WORTHINGTON, OH – A popular measure of the value that hospitals pour back into their communities suggests that organizations have been able to provide more benefit as profitability increases.
Conversely, poor margins and high costs per discharge can inhibit hospitals’ ability to make a positive impact on its community, according to the creators of an index measuring that statistic.
Overall, hospitals’ profitability has increased since 2002, rising 56 percent to $5.7 billion in 2004, according to estimates from Cleverley & Associates, a Worthington, Ohio-based financial consulting firm.
The company, which gathers data to produce benchmarking reports and provides consulting services, started measuring the community value provided by hospitals three years ago, said James Cleverley, a principal of the firm.
The Community Value Index takes into account three factors – financial viability and plant reinvestment; hospital cost structure; and hospital charge structure.
Financial viability is essential because a hospital needs to support the growth of services to the community, Cleverley said. Keeping costs low is achieved by operating efficiently to maintain margins. And charges should be reasonable and competitive.

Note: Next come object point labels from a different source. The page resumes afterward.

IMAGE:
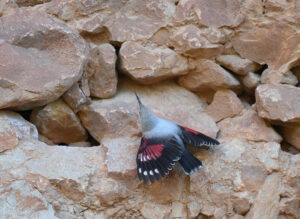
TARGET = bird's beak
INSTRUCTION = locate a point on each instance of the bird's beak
(137, 97)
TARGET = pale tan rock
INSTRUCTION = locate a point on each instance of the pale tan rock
(266, 204)
(274, 42)
(81, 144)
(8, 140)
(14, 126)
(241, 205)
(151, 65)
(291, 134)
(118, 117)
(120, 155)
(63, 180)
(248, 126)
(232, 171)
(139, 20)
(251, 80)
(22, 200)
(276, 77)
(151, 210)
(213, 13)
(76, 97)
(85, 16)
(101, 71)
(26, 3)
(208, 75)
(35, 51)
(225, 104)
(188, 40)
(57, 122)
(252, 8)
(237, 64)
(278, 102)
(178, 210)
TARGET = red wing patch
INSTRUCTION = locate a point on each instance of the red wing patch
(191, 130)
(156, 157)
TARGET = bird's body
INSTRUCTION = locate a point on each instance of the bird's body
(162, 145)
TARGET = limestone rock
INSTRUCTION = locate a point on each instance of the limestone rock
(120, 155)
(274, 42)
(276, 77)
(188, 40)
(208, 75)
(266, 204)
(237, 64)
(26, 3)
(248, 126)
(34, 67)
(151, 65)
(225, 104)
(232, 173)
(101, 71)
(251, 80)
(14, 128)
(292, 135)
(118, 117)
(213, 13)
(77, 97)
(139, 20)
(278, 102)
(57, 122)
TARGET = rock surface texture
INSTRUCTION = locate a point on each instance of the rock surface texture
(69, 120)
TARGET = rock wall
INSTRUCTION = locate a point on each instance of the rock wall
(227, 68)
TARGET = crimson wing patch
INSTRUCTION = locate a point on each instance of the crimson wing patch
(156, 157)
(195, 138)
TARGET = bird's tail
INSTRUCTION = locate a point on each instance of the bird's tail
(189, 163)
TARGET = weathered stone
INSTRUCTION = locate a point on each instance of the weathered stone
(151, 210)
(178, 210)
(274, 42)
(241, 205)
(225, 104)
(120, 155)
(292, 135)
(266, 204)
(213, 13)
(34, 67)
(14, 126)
(150, 65)
(278, 102)
(101, 71)
(237, 64)
(57, 122)
(248, 126)
(188, 40)
(251, 80)
(139, 20)
(168, 100)
(208, 75)
(26, 3)
(232, 171)
(276, 77)
(77, 97)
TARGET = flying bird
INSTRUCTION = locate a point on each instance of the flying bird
(162, 145)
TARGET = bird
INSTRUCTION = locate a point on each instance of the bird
(163, 144)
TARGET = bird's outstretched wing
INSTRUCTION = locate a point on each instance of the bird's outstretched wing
(156, 157)
(195, 138)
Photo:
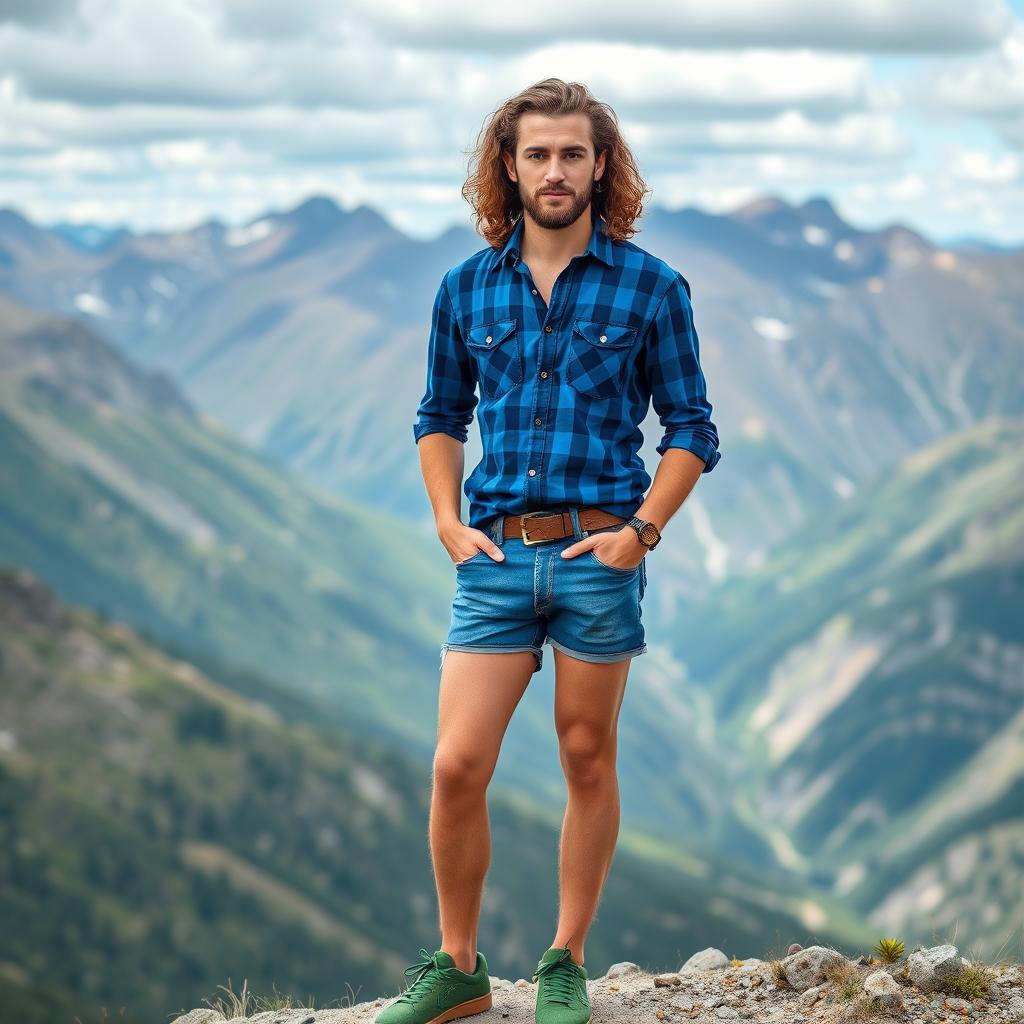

The firm uses a variety of measures in the three categories to calculate a CVI number, then creates two lists. One charts the top 100 hospitals, consisting of 20 from five categories based on size, intensity and teaching status.
It also designates “5-Star” hospitals, which are within the top 20 percent of their respective categories.
Hospitals performing well in the CVI are more likely to be in states with good margins, Cleverley said. For example, Utah hospitals have the highest total margin in Cleverley’s survey of profitability, and also have the highest ratio of 5-star CVI ranks.
Conversely, hospitals in both the District of Columbia and Hawaii have negative operating margins, and neither have any 5-star hospitals.